İnsanı insane yapan değerlerden en önemlileri, omurgalı, ilkeli, tutarlı davranması ve hayat düsturunun bu temelde şekillenmesidir.
Bu söylediğimiz elbette kolay uygulanır bir hal değildir. Ancak, en azından bu düsturları uygulamak için azami gayret sarfetmek gerektir.
Bir insan, başkaları için, şahsî hesaplar için, dünya nimetleri için bu düsturlardan vazgeçemez, vazgeçmemelidir. Yani, bu düsturları, üç günlük dünya için gözardı etmemelidir.

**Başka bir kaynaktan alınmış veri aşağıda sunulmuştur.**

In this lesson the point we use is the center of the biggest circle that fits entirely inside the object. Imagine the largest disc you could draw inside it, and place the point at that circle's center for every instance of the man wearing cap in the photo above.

Niye bu konuya girdim biliyor musunuz?
Şaşkınlık içinde kalıyorum, hayretler içerisinde kalıyorum, bu tür insanların varlığından dolayı insanlıktan utanır hale geliyorum.
İnanın, gerçekten bir insane bu kadar ilkesiz, omurgasız, utanmaz olabilir mi diye sorguluyorum.
Kimden, kimlerden bahsediyorsunuz diyeceksiniz?
Recep Tayyip ERDOĞAN’a taparcasına yazı yazan, televizyonlarda konuşanlardan bahsediyorum.
Yahu, bir insanın bu kadar omurgasız davranması mümkün mü?
Bir insanın hata yaptığını kabullenmek insanca bir durum değil mi?
Bir insanın hataları da olamaz mı?
Ya da, bir insana bağlılık o insanın kendisinden daha çok o insanı savunmak anlamına mı gelir?
Bir insanın söylediğiyalanları da savunmakiçin bu kadar ilkesiz olmak şart mı?
Bir insanın bu kadar toplumu germesine razı olup bu durumu savunmak, hangi ölçülerle açıklanabilir?
Yolsuzluk yapmak, kul hakkı yemek savunulur bir durum mu?
Neden? Neden?
Recep Tayyip ERDOĞAN, ters köşeye yatabilirsiniz diyor ve hiç de ters köşe falan olmuyor, ama, adam, gördünüz mü, nasıl heyecan yarattı diye yazabiliyor.
Bu kadar olabilir mi?
Anlıyorum;
Omurgasız, ilkesiz olmak, hatta daha da aşağı değerlere razı olmak için menfaat hesaplarınız var ve bunun için yapıyorsunuz.
Peki, çorunuzun, çocuğunuzun yüzüne nasıl bakıyorsunuz?
Evinizde, yakınlarınız ile görüştüğünüzde, çevrenizdeki esnaflarda sorulan sorulara ne cevap veriyorsunuz, yüzünüz kızarmıyor mu?
Her doğruyu söylemek gibi bir durumunuz yok diyelim.
Peki, aynı konuda tamamen farklı düşünceleri nasıl söyleyebiliyorsunuz?
Bunu anlamak hiç mümkün değil.
ETÖ (Ergenekon Terör Örgütü) diye diye ortalığı yıkıyordunuz ve bizim gibi yapmayın, etmeyin, bu durum TSK’yı yıkma planıdır diyenleri adeta cüzzamlı gibi itiyordunuz. Bugün ne oldu da, bizi bile geçtiniz ve sayfa sayfa yazılar yazıp, saatlerce konuşup başkalarını suçlama yollarına başvuruyorsunuz? O günleri nasıl unutuyorsunuz?
Bu kadar şereften yoksunluk, bu kadar aşağılık duruma razı olunabilinir mi?
Hayretler içerisinde kalıyorum.
Hangi neden, bir insanın bu kadar ağır kişiliksizlik duruma razı olmasına gerekçe oluşturabilir?
İnanç, iman, vicdan, kişilik, ilkelilik, omurgalılık,ideolojik bağlılık, dünya görüşü gibi değerlere sahip olmadığınız belli de, bari çorunuz, çocuğunuz için biraz durum ve düşünün.
Ölümlü dünyada yaşıyoruz ve her insane ölümü mutlaka tadacaktır.
Değmez, değmez, gerçekten değmez, yazık, çok yazık.